SEO technical guide

Robots.txt block all except one page

robots.txt controls crawling. It is the wrong tool if your real goal is to remove pages from search results.

Why this robots.txt setup is risky

A Disallow rule tells a crawler not to fetch a URL. It does not erase that URL from the index. Worse, if the crawler cannot fetch the page, it also cannot see a noindex tag or canonical link you placed on that page.

Example

Input

User-agent: *
Disallow: /
Allow: /public-page/

Output

Crawlers may fetch /public-page/, but blocked URLs can still be known from links.

Safer ways to control crawling and indexing

Use robots.txt for crawl control, such as keeping crawlers out of generated folders or low-value paths.
Use noindex when a page is allowed to be crawled but should not appear in search results.
Leave a page crawlable if Google needs to read its noindex or canonical signal.
After changing rules, test the robots file and inspect the specific URLs that matter.

Crawl control vs index control

Crawling is permission to fetch a URL. Indexing is whether the URL can appear in results. A blocked URL can still be known from links, sitemaps, or old crawl history.

When a page needs to leave search, make it crawlable long enough for noindex to be seen. For urgent cleanup, use the search engine's URL removal tools as well.

Allowing one page

If only one page should be public, the clean answer is usually site structure: publish that one page and keep everything else private or behind authentication.
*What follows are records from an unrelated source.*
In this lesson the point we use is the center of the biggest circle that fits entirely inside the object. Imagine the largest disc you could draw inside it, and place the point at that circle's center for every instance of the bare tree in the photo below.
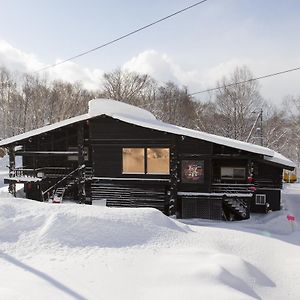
(175, 105)
(235, 103)
(129, 87)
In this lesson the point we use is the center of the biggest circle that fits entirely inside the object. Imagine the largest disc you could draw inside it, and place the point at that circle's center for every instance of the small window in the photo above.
(158, 160)
(134, 160)
(260, 199)
(192, 171)
(74, 157)
(233, 173)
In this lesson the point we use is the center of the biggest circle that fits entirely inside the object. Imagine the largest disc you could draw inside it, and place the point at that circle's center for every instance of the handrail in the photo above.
(62, 180)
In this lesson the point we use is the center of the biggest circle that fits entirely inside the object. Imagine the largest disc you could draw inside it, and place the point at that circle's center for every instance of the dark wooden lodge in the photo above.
(122, 154)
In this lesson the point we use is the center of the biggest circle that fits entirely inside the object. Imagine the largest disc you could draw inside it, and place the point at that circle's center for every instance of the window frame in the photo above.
(144, 166)
(260, 199)
(232, 178)
(185, 163)
(145, 160)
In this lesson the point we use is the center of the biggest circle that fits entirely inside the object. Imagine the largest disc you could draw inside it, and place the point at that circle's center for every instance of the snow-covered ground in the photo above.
(70, 251)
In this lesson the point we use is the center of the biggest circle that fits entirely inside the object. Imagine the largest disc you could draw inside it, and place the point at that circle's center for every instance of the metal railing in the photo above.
(60, 182)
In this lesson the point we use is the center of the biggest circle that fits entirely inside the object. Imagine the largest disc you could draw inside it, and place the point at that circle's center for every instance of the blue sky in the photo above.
(195, 48)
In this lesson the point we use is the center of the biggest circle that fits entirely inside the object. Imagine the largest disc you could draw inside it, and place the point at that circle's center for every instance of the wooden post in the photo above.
(12, 166)
(81, 177)
(173, 179)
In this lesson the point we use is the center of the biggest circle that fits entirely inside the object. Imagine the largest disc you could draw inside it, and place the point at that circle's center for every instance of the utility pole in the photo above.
(261, 132)
(259, 117)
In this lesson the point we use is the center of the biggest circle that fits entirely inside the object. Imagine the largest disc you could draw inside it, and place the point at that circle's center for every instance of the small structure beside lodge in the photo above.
(123, 154)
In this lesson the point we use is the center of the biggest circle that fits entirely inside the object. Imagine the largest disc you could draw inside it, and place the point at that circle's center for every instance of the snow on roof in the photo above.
(44, 129)
(140, 117)
(280, 159)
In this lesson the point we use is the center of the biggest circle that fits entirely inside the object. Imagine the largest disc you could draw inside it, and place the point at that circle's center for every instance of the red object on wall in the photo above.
(250, 179)
(291, 217)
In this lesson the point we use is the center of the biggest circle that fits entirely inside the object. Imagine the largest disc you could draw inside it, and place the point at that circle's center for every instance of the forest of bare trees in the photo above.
(28, 102)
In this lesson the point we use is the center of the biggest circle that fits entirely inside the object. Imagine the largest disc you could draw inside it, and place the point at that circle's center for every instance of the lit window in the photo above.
(158, 161)
(233, 173)
(260, 199)
(133, 160)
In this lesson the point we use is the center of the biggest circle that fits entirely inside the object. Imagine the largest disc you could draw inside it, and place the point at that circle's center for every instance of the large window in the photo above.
(146, 160)
(233, 173)
(260, 199)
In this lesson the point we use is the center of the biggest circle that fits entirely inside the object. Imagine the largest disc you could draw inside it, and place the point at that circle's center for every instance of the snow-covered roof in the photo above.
(140, 117)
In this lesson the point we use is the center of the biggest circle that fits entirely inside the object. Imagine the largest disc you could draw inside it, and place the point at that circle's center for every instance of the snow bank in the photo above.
(82, 226)
(70, 251)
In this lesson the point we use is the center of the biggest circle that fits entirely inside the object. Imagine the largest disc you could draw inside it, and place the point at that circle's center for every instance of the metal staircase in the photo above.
(56, 192)
(236, 199)
(236, 206)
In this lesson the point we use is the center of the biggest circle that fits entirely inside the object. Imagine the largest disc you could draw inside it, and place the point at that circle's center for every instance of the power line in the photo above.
(122, 37)
(245, 81)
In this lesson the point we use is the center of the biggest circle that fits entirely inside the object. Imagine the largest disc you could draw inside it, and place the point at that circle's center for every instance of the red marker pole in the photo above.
(291, 220)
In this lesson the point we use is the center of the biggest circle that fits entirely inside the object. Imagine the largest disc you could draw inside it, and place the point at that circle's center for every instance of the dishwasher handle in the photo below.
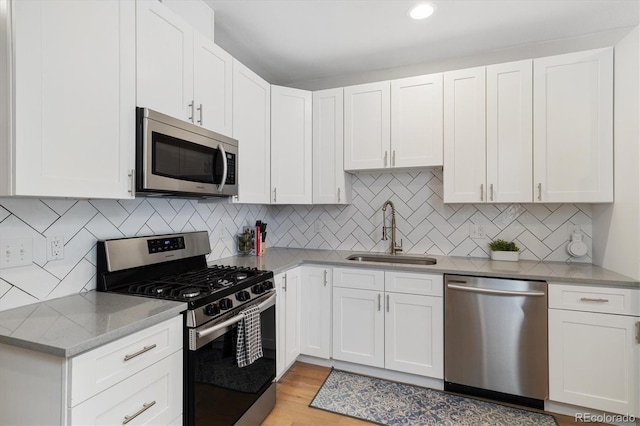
(495, 292)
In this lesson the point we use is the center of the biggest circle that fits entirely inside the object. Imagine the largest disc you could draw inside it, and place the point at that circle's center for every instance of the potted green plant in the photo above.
(504, 250)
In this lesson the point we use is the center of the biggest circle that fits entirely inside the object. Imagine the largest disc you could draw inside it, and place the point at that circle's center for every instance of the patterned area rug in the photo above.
(390, 403)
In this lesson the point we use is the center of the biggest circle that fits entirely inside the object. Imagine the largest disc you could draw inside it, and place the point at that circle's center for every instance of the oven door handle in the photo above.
(263, 306)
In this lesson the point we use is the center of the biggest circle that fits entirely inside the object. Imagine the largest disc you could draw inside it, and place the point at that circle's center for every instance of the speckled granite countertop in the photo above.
(74, 324)
(279, 260)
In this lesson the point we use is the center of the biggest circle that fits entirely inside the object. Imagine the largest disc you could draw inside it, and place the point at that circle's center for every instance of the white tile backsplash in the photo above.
(424, 223)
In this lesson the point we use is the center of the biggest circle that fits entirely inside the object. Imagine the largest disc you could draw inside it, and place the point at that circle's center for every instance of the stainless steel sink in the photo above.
(393, 258)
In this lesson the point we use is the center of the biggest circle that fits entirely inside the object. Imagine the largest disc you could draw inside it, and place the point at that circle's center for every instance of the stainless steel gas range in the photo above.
(174, 267)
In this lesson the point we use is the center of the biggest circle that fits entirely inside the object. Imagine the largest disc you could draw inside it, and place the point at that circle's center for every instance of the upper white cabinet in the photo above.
(464, 171)
(488, 134)
(252, 129)
(394, 124)
(291, 146)
(573, 127)
(331, 185)
(367, 123)
(73, 91)
(181, 72)
(416, 121)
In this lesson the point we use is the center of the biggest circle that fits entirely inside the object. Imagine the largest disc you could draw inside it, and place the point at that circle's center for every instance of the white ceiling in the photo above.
(296, 41)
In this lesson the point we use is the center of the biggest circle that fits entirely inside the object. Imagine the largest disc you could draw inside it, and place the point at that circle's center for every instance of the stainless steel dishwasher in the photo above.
(495, 339)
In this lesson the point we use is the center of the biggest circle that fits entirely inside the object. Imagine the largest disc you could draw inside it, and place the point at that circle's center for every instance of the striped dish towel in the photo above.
(249, 345)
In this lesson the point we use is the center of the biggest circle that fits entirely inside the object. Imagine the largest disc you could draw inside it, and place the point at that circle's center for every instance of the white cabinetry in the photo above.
(180, 72)
(291, 146)
(140, 373)
(389, 320)
(573, 127)
(488, 134)
(594, 347)
(331, 185)
(288, 318)
(315, 311)
(252, 129)
(393, 124)
(73, 127)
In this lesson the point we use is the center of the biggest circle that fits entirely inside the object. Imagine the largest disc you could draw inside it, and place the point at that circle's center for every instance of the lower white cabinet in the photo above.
(398, 325)
(288, 318)
(594, 347)
(138, 377)
(315, 311)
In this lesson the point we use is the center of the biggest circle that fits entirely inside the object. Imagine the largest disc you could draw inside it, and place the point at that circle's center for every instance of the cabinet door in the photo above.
(593, 360)
(509, 132)
(212, 85)
(164, 44)
(367, 134)
(329, 178)
(464, 136)
(414, 339)
(252, 129)
(573, 127)
(315, 312)
(291, 146)
(416, 121)
(358, 326)
(74, 85)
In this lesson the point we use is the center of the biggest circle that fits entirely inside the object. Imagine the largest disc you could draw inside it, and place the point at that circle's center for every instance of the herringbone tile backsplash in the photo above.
(424, 224)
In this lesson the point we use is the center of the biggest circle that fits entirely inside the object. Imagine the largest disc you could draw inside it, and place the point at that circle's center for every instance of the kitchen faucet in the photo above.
(393, 249)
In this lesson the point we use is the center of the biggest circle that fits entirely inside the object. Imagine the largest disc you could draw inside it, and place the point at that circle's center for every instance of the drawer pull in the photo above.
(144, 408)
(591, 299)
(140, 352)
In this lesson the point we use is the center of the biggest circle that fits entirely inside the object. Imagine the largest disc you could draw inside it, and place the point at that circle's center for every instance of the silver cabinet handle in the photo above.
(497, 292)
(192, 106)
(132, 181)
(140, 352)
(592, 299)
(539, 192)
(144, 408)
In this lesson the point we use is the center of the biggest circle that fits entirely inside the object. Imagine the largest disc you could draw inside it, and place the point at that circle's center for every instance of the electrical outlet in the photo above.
(55, 248)
(476, 231)
(16, 252)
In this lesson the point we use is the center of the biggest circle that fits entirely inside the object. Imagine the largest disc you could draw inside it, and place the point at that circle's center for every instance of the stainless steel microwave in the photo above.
(177, 158)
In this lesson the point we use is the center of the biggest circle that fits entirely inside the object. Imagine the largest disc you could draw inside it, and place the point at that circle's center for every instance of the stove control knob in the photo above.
(243, 295)
(212, 309)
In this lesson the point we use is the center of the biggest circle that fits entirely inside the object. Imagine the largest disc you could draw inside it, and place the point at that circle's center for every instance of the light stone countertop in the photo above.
(70, 325)
(279, 259)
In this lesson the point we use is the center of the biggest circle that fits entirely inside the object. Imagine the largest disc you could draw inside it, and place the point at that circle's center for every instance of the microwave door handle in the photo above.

For staging sites, use password protection. robots.txt is a request to crawlers, not access control.

Common mistakes

Expecting Disallow to remove already known URLs from search
Blocking a page and then adding noindex where crawlers cannot see it
Forgetting that Allow rules are path-specific and crawler-specific
Blocking CSS or JavaScript needed to render important pages

FAQ

Can robots.txt block indexing?

Not reliably. It blocks crawling, but a known URL can still appear in search.

Should I use noindex or robots.txt?

Use noindex for index removal and robots.txt for crawl control. Do not block a page that crawlers need to fetch to see noindex.

Is robots.txt security?

No. Sensitive pages should require authentication or should not be publicly available.